Page MenuHomePhabricator

Collect relevant data about the Modules for analysis
Closed, ResolvedPublic



Phabricator: T270492

After collecting Scribunto module contents, the data about these modules need to be collected for analysis. There's a point of what data can be collected to determine which modules are most used and can be centralized for the Abstract Wikimedia project. And then comes the part of centralizing and making more modular codes, removing as much redundancy as possible. This issue concerns the first part: collecting relevant data.

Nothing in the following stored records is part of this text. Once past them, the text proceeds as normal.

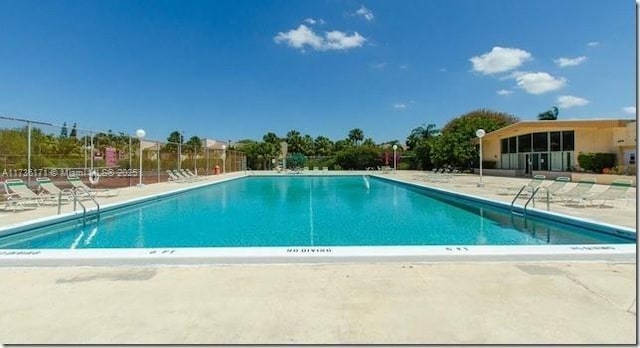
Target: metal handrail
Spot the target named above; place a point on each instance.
(532, 198)
(77, 201)
(516, 197)
(92, 198)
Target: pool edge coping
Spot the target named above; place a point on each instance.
(304, 254)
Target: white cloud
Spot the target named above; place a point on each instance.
(365, 12)
(300, 37)
(499, 60)
(568, 101)
(562, 62)
(314, 21)
(539, 82)
(337, 40)
(333, 40)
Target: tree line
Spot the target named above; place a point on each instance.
(426, 147)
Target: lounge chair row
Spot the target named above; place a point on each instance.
(577, 195)
(183, 175)
(20, 197)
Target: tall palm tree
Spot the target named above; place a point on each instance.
(271, 138)
(421, 133)
(356, 135)
(323, 146)
(294, 142)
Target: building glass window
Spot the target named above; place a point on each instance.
(512, 145)
(540, 142)
(567, 141)
(554, 141)
(524, 143)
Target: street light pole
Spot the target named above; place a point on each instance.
(224, 159)
(395, 164)
(480, 133)
(140, 133)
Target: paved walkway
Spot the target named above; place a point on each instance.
(390, 302)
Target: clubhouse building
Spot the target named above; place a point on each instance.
(528, 146)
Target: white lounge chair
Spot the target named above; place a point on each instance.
(79, 186)
(17, 190)
(49, 187)
(577, 193)
(558, 184)
(175, 178)
(535, 181)
(617, 190)
(187, 173)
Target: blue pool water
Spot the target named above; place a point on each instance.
(304, 211)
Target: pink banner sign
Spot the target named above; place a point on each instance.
(110, 156)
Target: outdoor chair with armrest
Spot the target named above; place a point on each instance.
(79, 186)
(577, 193)
(617, 190)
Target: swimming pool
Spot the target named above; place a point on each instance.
(307, 211)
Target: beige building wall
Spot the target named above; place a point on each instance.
(594, 140)
(599, 136)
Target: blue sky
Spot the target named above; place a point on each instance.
(238, 69)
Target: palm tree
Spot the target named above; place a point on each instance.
(271, 138)
(323, 146)
(418, 134)
(356, 135)
(294, 142)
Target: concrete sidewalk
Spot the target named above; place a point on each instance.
(391, 303)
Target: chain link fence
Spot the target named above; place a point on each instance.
(31, 149)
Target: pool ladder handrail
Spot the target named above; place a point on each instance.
(516, 197)
(76, 201)
(532, 198)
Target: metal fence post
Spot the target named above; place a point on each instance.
(28, 153)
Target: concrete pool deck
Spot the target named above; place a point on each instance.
(356, 302)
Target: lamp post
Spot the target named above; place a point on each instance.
(224, 159)
(140, 133)
(480, 133)
(395, 147)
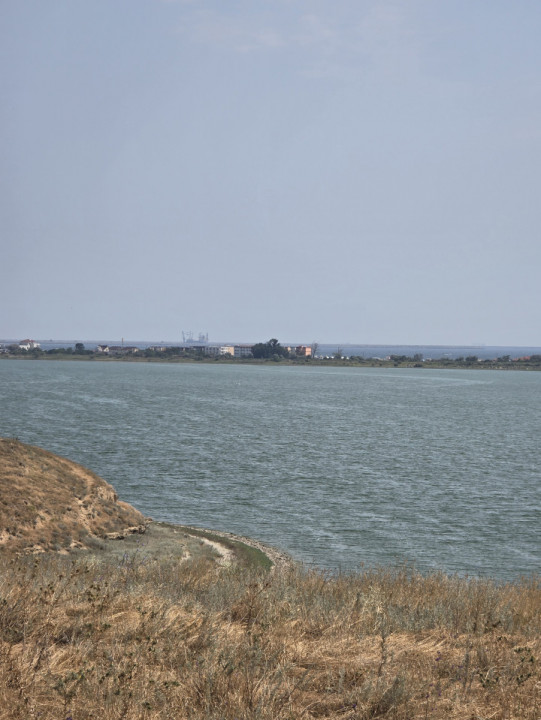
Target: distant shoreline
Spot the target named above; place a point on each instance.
(474, 363)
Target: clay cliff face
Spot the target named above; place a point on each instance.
(50, 503)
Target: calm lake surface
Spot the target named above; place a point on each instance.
(338, 466)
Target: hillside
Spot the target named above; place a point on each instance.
(50, 503)
(187, 624)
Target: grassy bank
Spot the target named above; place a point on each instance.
(138, 639)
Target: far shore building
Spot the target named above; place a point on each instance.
(242, 350)
(28, 345)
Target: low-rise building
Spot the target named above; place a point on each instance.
(28, 345)
(242, 350)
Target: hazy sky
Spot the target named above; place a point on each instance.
(360, 171)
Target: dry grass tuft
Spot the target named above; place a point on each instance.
(80, 639)
(145, 636)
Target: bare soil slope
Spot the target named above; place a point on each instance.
(50, 503)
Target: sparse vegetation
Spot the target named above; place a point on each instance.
(141, 635)
(162, 640)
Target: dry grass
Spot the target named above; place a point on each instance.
(49, 503)
(139, 636)
(161, 640)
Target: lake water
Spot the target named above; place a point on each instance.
(338, 466)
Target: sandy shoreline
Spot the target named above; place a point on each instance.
(280, 560)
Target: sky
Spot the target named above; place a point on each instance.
(350, 171)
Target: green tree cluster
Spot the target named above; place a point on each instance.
(270, 350)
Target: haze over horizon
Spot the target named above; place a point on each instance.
(363, 172)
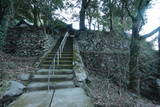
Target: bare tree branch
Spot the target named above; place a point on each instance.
(151, 33)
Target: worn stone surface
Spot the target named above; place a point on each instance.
(28, 41)
(33, 99)
(108, 54)
(24, 77)
(79, 68)
(72, 97)
(15, 88)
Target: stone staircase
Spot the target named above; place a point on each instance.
(63, 74)
(63, 92)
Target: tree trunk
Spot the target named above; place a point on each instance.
(90, 22)
(133, 62)
(82, 15)
(159, 51)
(110, 15)
(35, 15)
(2, 11)
(111, 23)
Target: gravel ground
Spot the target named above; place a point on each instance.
(107, 94)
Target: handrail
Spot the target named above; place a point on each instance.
(56, 56)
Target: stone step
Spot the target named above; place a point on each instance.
(56, 71)
(67, 58)
(43, 78)
(64, 52)
(57, 67)
(63, 55)
(36, 86)
(50, 62)
(62, 61)
(60, 66)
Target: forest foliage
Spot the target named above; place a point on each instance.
(115, 15)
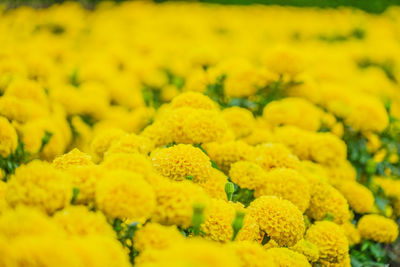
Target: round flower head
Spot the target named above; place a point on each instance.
(279, 219)
(79, 221)
(175, 202)
(290, 111)
(27, 221)
(273, 155)
(352, 233)
(137, 163)
(308, 249)
(283, 257)
(8, 138)
(378, 228)
(131, 143)
(287, 184)
(218, 218)
(224, 154)
(240, 120)
(125, 195)
(181, 161)
(330, 240)
(247, 174)
(154, 236)
(251, 254)
(215, 185)
(360, 198)
(193, 100)
(40, 185)
(72, 159)
(103, 139)
(327, 201)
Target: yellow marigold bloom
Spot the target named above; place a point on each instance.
(131, 143)
(156, 236)
(251, 254)
(272, 155)
(40, 185)
(247, 174)
(287, 184)
(291, 111)
(125, 195)
(215, 185)
(279, 219)
(180, 161)
(72, 159)
(352, 233)
(137, 163)
(330, 240)
(79, 221)
(224, 154)
(325, 201)
(360, 198)
(218, 218)
(193, 100)
(85, 179)
(175, 201)
(378, 228)
(8, 138)
(308, 249)
(192, 252)
(240, 120)
(103, 139)
(284, 257)
(27, 221)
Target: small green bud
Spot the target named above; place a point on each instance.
(197, 218)
(237, 224)
(229, 190)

  • Understanding how Lua functions are invoked and used in various wikis
  • Going through database schema finding ways to collect Module usage data and relationship between modules, plus additional information if possible
    • Page table
      • title: To check code redundancy, e.g: title changes with language but means same thing
      • length
      • content: To check code similarity
      • page_latest: Current revid. It may be 0 during page creation. Used to check for updates
      • page_is_new
      • is_redirect
    • Revision table
      • number of rows(edits) per page: Identify most edited modules
      • minor_edits: #of major vs minor edits
      • time of first edit
      • time of last edit : Use first and last edit times to identify edit frequency and recent edits.
      • Number of editors (contributors)
      • Number of anonymous edits
    • Page protection table
      • Protection level for edit of each module
      • Protection level for move of each module
    • Iwlinks table (contain interwiki links only, not transclusions)
      • Number of places the module page was linked (not transcluded) from other wikis.
    • Pagelinks table (contains in-wiki links, en → en or bn→ bn)
      • Number of places in the same wiki a module page is linked (not transcluded). This along with # of interwiki links can give us total # of places a module page is linked.
    • Langlinks table
      • Number of languages a module is available in
    • Categorylinks table
      • How many categories a module belongs to (Note that category list varies in various wikis. See more from category table)
    • Templatelinks table
      • Number of modules transcluded in a module: To find more about inter-module relations, we should use the templatelinks table
      • Number of pages that use a module (and later find page views of those pages to find usage stats)
    • Change tag table: A tag is associated with every revision of a page. This section only includes some aggregate infomation. More analysis can be done from tags table directly. See tag list here.
      • Most common revision tag for each module.
  • Database queries to replicas to collect relevant information
  • Store all information in a feasible manner in user database
  • Add proper comments in code
  • Set and test cronjobs
  • Save missed wikis and load them after other crons are over
  • Optimize cronjobs
  • Add error catching and auto-retry for MySQL connection lost, deadlock etc erorrs
  • Solve interface errors (solved by re-arranging cursor and connection open-close so as to not close from being idle)
  • Repeated failures to get tags and transclusions in certain wikis (enwiki tl, commons and frwiki tags): Fixed by using analytics cluster to connect to databases.

Event Timeline

tanny411 updated the task description. (Show Details)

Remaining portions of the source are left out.